Sorry, bad joke as usual on my side of things. I guess if you had seen the terroist taxi scene in Jackass II it might of made some sense.  :mrgreen:


----------



## Huge29 (Sep 17, 2007)

Treehugnhuntr said:


> I aint a redhead, them r gross. :mrgreen:
> 
> I'd a given Lucy the business, back in the day.
> 
> T


Speaking of which, how is the mullet coming along? Will there be a contest this year? Speaking of business, look up on Youtube, "football official business" an ACC official explained a hold by stating "he was giving him the business" over the PA.


----------



## Treehugnhuntr (Sep 7, 2007)

No need to be embarrassed jahan, we all say stupid things every now and again, you just happen to do it more frequently.  :mrgreen:

Huge, I like that phrase, it's a good one.


----------



## jahan (Sep 7, 2007)

Treehugnhuntr said:


> No need to be embarrassed jahan, we all say stupid things every now and again, you just happen to do it more frequently.  :mrgreen:


Well I learned from the best Tree, I obviously have a ways to come still. :wink: :lol:


----------



## Treehugnhuntr (Sep 7, 2007)

:mrgreen:


----------



## Huge29 (Sep 17, 2007)

jahan said:


> Treehugnhuntr said:
> 
> 
> > No need to be embarrassed jahan, we all say stupid things every now and again, you just happen to do it more frequently.  :mrgreen:
> ...


That is what she said! :lol:


----------



## Treehugnhuntr (Sep 7, 2007)

You're a bad man, but not nearly as bad as if you had a propensity for cheering for the red pedophiles.


----------



## coyoteslayer (Sep 10, 2007)

I


> aint a redhead, them r gross.
> 
> I'd a given Lucy the business, back in the day.
> 
> T


You're think of another MOD


----------



## Treehugnhuntr (Sep 7, 2007)

fatbass said:


> Is coyoteslayer in for the shave when the UTES go down in flames? It seems one sided here.


Of course, that's the wager I agreed to, otherwise the bet is off.

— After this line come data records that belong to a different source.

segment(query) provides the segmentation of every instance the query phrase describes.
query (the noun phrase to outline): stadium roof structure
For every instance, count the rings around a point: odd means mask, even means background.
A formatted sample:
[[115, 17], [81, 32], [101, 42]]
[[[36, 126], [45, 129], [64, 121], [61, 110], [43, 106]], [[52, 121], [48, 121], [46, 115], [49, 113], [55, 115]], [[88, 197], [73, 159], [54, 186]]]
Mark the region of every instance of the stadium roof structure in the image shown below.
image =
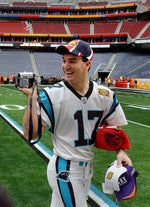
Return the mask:
[[[149, 48], [149, 37], [132, 37], [130, 32], [117, 30], [113, 33], [35, 33], [32, 30], [33, 22], [62, 22], [65, 26], [68, 22], [119, 22], [147, 20], [142, 32], [149, 29], [150, 4], [148, 1], [7, 1], [0, 3], [1, 22], [26, 22], [29, 32], [5, 32], [0, 30], [0, 47], [13, 48], [53, 48], [61, 42], [68, 42], [75, 38], [88, 41], [95, 49], [140, 46]], [[72, 4], [76, 3], [77, 6]], [[124, 2], [124, 3], [123, 3]], [[56, 3], [57, 5], [53, 5]], [[100, 3], [100, 4], [98, 4]], [[50, 5], [50, 6], [49, 6]], [[121, 26], [120, 26], [121, 27]], [[140, 33], [141, 34], [141, 33]]]

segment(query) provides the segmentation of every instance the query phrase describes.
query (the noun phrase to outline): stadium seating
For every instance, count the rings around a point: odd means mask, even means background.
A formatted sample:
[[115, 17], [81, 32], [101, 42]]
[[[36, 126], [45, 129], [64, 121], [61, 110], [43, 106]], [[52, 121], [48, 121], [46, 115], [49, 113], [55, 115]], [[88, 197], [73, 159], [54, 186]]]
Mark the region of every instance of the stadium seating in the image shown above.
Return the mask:
[[[112, 71], [110, 78], [119, 78], [120, 76], [131, 77], [131, 74], [139, 77], [139, 69], [141, 68], [141, 70], [144, 72], [144, 65], [148, 61], [150, 61], [149, 53], [118, 52], [116, 53], [116, 57], [113, 60], [113, 63], [116, 64], [116, 67]], [[147, 76], [145, 76], [145, 78], [147, 78]]]
[[28, 51], [1, 51], [0, 75], [17, 75], [19, 72], [33, 72]]
[[54, 52], [34, 52], [34, 57], [40, 75], [63, 77], [61, 55]]
[[71, 34], [90, 34], [90, 23], [71, 23], [68, 22]]
[[66, 34], [62, 22], [33, 22], [32, 28], [34, 34]]
[[118, 22], [95, 22], [94, 34], [113, 34], [117, 26]]
[[9, 22], [1, 21], [0, 22], [0, 32], [1, 33], [29, 33], [29, 26], [27, 22]]
[[128, 32], [131, 38], [135, 38], [139, 32], [147, 24], [148, 20], [139, 20], [139, 21], [123, 21], [120, 33]]

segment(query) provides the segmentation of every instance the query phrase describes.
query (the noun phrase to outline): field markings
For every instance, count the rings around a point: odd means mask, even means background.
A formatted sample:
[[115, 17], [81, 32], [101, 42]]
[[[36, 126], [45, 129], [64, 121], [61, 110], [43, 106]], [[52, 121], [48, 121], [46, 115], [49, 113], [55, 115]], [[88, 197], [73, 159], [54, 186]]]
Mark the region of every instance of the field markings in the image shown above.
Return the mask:
[[150, 110], [150, 108], [148, 107], [143, 107], [143, 106], [135, 106], [135, 105], [127, 105], [128, 107], [131, 108], [136, 108], [136, 109], [143, 109], [143, 110]]
[[136, 104], [126, 103], [126, 102], [120, 102], [120, 104], [125, 104], [128, 107], [132, 107], [132, 108], [143, 109], [143, 110], [150, 110], [150, 105], [144, 106], [144, 105], [136, 105]]
[[138, 122], [135, 122], [135, 121], [131, 121], [131, 120], [127, 120], [128, 122], [132, 123], [132, 124], [137, 124], [137, 125], [140, 125], [142, 127], [147, 127], [147, 128], [150, 128], [150, 126], [148, 125], [145, 125], [145, 124], [141, 124], [141, 123], [138, 123]]

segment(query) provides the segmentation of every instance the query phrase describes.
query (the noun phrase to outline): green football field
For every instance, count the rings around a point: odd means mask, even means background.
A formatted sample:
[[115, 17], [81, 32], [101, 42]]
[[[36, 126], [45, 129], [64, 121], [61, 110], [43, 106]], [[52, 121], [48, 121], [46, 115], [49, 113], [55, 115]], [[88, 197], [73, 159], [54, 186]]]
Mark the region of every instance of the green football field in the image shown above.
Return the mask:
[[[116, 92], [128, 125], [123, 127], [130, 140], [128, 155], [137, 169], [136, 195], [121, 201], [120, 207], [150, 206], [150, 95]], [[0, 85], [0, 110], [19, 125], [26, 106], [26, 96], [14, 85]], [[16, 207], [48, 207], [51, 189], [47, 182], [47, 163], [0, 117], [0, 183]], [[51, 135], [44, 131], [41, 142], [53, 149]], [[102, 182], [115, 152], [94, 148], [92, 184], [102, 191]], [[114, 195], [107, 195], [115, 201]], [[81, 206], [82, 207], [82, 206]]]

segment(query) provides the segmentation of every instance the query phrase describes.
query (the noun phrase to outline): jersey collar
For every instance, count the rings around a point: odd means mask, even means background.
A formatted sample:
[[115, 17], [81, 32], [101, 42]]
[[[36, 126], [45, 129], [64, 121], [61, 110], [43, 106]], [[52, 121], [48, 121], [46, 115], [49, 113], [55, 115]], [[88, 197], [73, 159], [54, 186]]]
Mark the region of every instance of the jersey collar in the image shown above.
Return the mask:
[[89, 81], [89, 89], [87, 91], [87, 93], [82, 96], [80, 95], [67, 81], [64, 81], [64, 84], [66, 85], [66, 87], [72, 91], [72, 93], [74, 93], [74, 95], [76, 95], [79, 99], [83, 100], [83, 98], [85, 97], [86, 99], [89, 98], [89, 96], [91, 95], [92, 91], [93, 91], [93, 81]]

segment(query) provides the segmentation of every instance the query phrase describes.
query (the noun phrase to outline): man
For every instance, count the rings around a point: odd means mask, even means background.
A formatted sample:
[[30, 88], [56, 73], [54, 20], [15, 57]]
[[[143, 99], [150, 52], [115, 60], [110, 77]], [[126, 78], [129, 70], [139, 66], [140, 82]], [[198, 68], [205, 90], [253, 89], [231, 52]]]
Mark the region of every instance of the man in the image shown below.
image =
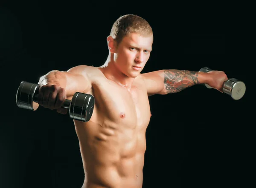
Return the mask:
[[148, 23], [126, 15], [114, 23], [107, 38], [109, 56], [100, 67], [81, 65], [41, 77], [38, 104], [65, 114], [65, 98], [75, 92], [95, 98], [91, 119], [74, 120], [85, 178], [83, 188], [141, 188], [151, 117], [148, 96], [177, 92], [199, 83], [222, 92], [223, 71], [161, 70], [140, 74], [153, 42]]

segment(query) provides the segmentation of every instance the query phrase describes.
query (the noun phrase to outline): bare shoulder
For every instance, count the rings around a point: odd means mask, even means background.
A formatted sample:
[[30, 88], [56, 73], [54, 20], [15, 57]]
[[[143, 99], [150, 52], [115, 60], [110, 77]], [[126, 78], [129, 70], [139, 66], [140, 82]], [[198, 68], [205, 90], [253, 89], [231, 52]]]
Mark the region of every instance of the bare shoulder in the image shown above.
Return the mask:
[[140, 74], [135, 79], [135, 83], [137, 85], [140, 85], [140, 87], [145, 86], [145, 77], [143, 74]]
[[87, 74], [93, 73], [96, 71], [97, 68], [92, 66], [85, 65], [79, 65], [67, 70], [67, 72], [76, 74]]

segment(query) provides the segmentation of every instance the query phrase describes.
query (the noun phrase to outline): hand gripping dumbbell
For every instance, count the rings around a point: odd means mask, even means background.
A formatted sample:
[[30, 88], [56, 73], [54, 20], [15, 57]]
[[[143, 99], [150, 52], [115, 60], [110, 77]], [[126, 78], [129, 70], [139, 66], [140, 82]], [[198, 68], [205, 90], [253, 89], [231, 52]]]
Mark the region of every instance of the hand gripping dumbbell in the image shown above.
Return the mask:
[[[36, 110], [33, 102], [37, 103], [37, 96], [41, 85], [22, 82], [17, 91], [16, 102], [19, 108]], [[94, 107], [94, 97], [90, 94], [76, 92], [72, 99], [65, 99], [62, 107], [69, 110], [71, 118], [86, 122], [92, 115]]]
[[[208, 72], [212, 71], [208, 67], [204, 67], [200, 69], [199, 72]], [[207, 84], [205, 86], [212, 88]], [[230, 78], [223, 83], [223, 93], [230, 95], [233, 99], [238, 100], [243, 97], [245, 93], [245, 84], [243, 82], [236, 78]]]

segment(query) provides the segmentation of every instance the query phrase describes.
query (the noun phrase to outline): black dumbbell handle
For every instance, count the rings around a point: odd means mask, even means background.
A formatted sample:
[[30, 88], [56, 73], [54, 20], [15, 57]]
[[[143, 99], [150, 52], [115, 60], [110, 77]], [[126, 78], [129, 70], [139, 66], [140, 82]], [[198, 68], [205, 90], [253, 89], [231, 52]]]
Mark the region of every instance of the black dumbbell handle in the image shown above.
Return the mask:
[[[35, 103], [38, 103], [38, 98], [37, 96], [38, 95], [38, 92], [39, 88], [41, 87], [41, 86], [39, 86], [38, 88], [37, 88], [35, 92], [35, 94], [34, 94], [34, 97], [33, 97], [33, 101]], [[70, 100], [69, 100], [68, 99], [65, 99], [64, 100], [64, 103], [62, 104], [61, 106], [62, 108], [67, 108], [69, 109], [70, 106], [70, 104], [71, 103], [71, 101]]]

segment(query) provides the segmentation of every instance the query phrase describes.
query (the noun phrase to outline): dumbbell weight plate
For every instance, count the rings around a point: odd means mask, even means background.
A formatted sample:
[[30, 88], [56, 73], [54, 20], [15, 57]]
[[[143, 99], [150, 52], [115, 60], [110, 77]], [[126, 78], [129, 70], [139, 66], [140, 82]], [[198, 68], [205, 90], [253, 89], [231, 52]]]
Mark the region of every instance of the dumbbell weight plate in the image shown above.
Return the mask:
[[236, 78], [230, 78], [224, 83], [223, 92], [230, 95], [235, 100], [239, 100], [245, 93], [245, 84]]
[[76, 92], [71, 100], [69, 109], [71, 118], [83, 122], [88, 121], [94, 107], [94, 97], [93, 95]]
[[35, 111], [38, 106], [33, 103], [34, 93], [39, 89], [38, 84], [22, 82], [16, 93], [16, 102], [19, 108]]

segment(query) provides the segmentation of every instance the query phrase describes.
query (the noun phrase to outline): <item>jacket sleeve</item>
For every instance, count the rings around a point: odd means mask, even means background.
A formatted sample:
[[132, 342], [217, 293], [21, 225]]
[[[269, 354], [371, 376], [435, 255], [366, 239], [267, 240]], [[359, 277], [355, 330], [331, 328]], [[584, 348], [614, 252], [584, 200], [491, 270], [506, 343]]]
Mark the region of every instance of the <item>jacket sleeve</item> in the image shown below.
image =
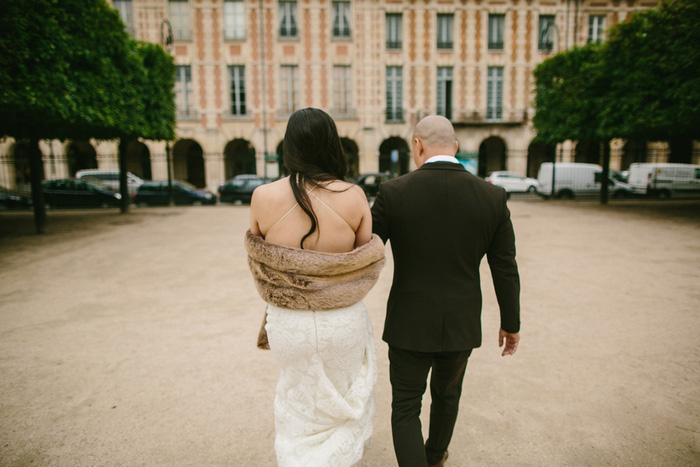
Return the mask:
[[501, 216], [486, 256], [501, 311], [501, 329], [509, 333], [519, 332], [520, 276], [515, 262], [515, 232], [506, 205], [505, 192]]
[[389, 219], [387, 219], [387, 208], [385, 190], [383, 185], [379, 185], [379, 191], [372, 205], [372, 233], [376, 233], [384, 243], [389, 240]]

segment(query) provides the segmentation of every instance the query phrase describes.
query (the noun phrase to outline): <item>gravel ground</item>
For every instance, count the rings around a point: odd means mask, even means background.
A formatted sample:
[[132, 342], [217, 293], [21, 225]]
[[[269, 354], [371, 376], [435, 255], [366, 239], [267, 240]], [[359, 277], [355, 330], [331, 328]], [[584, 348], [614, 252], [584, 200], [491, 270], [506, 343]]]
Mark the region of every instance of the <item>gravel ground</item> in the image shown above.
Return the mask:
[[[485, 341], [447, 466], [700, 465], [700, 203], [510, 206], [522, 341], [500, 357], [484, 261]], [[248, 215], [50, 211], [38, 236], [31, 213], [0, 212], [1, 466], [275, 465]], [[380, 339], [392, 268], [365, 300], [379, 382], [360, 467], [396, 465]]]

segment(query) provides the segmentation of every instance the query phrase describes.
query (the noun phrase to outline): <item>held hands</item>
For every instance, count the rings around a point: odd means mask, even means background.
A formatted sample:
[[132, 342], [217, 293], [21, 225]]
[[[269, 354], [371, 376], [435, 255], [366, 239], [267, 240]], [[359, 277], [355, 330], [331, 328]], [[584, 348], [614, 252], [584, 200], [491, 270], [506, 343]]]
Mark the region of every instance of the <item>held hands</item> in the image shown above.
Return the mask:
[[520, 333], [516, 332], [514, 334], [511, 334], [509, 332], [505, 332], [503, 329], [499, 329], [499, 331], [498, 331], [498, 346], [503, 347], [504, 342], [506, 344], [501, 356], [505, 357], [506, 355], [513, 355], [515, 353], [515, 351], [518, 350], [518, 342], [519, 341], [520, 341]]

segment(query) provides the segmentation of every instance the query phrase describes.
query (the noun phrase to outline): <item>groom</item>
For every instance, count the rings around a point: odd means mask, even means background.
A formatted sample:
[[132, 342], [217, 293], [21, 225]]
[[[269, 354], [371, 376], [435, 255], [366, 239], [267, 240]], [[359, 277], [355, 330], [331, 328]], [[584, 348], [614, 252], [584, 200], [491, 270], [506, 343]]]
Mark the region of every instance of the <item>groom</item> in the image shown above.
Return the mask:
[[[373, 230], [391, 240], [394, 257], [383, 335], [391, 427], [400, 467], [442, 466], [467, 359], [481, 345], [479, 263], [486, 255], [501, 313], [502, 355], [514, 354], [520, 339], [520, 279], [506, 193], [457, 161], [450, 121], [422, 119], [412, 148], [418, 170], [384, 182], [372, 207]], [[431, 368], [424, 445], [419, 417]]]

What kind of glue you gonna use Justin? :mrgreen:


----------



## fixed blade XC-3 (Sep 11, 2007)

R we talking bic, or like a close shave, say a number 1. I'll take the bet tree, if we're talking a number 1 or around an 1/8 of an inch. Since obviously coyoteslayer is to much of a pansy to take it.


----------



## idiot with a bow (Sep 10, 2007)

coyoteslayer said:


> If the UTES beat BYU then Treehugger has to shave his head at the party :lol:


What party? Obviously I wasn't invited.


----------



## Treehugnhuntr (Sep 7, 2007)

You were invited. You must find one of the other BYU threads for an explanation.


----------



## idiot with a bow (Sep 10, 2007)

They are too long and have way too many CS posts for me to filter through. Maybe you should just tell me.


----------



## fixed blade XC-3 (Sep 11, 2007)

Will there be beer there?


----------



## Nibble Nuts (Sep 12, 2007)

Fixed Blade said he will be serving white velvets out of enormous beach balls at the party.


----------



## fixed blade XC-3 (Sep 11, 2007)

Maybe even out of my beach balls.


----------



## idiot with a bow (Sep 10, 2007)

Will all the swearing cougars be there? Fatbass, Tree, Pro, am I leaving anybody out?


----------



## idiot with a bow (Sep 10, 2007)

fatbass said:


> idiot with a bow said:
> 
> 
> > Will all the swearing cougars be there? Fatbass, Tree, Pro, am I leaving anybody out?
> ...


I got you...


----------



## coyoteslayer (Sep 10, 2007)

I think Treehugger should have to shave his head or at least show up to the WB meeting with a super glued mustache. Then he might be to high from sniffing in the fumes.


----------



## FROGGER (Oct 1, 2007)

We need pictures of shaved head...


----------



## fixed blade XC-3 (Sep 11, 2007)

So Are you going to shave your head or what Tree. Do it.


----------



## Treehugnhuntr (Sep 7, 2007)

The funny thing is, I shave my head all of the time.

SUCKERS!


----------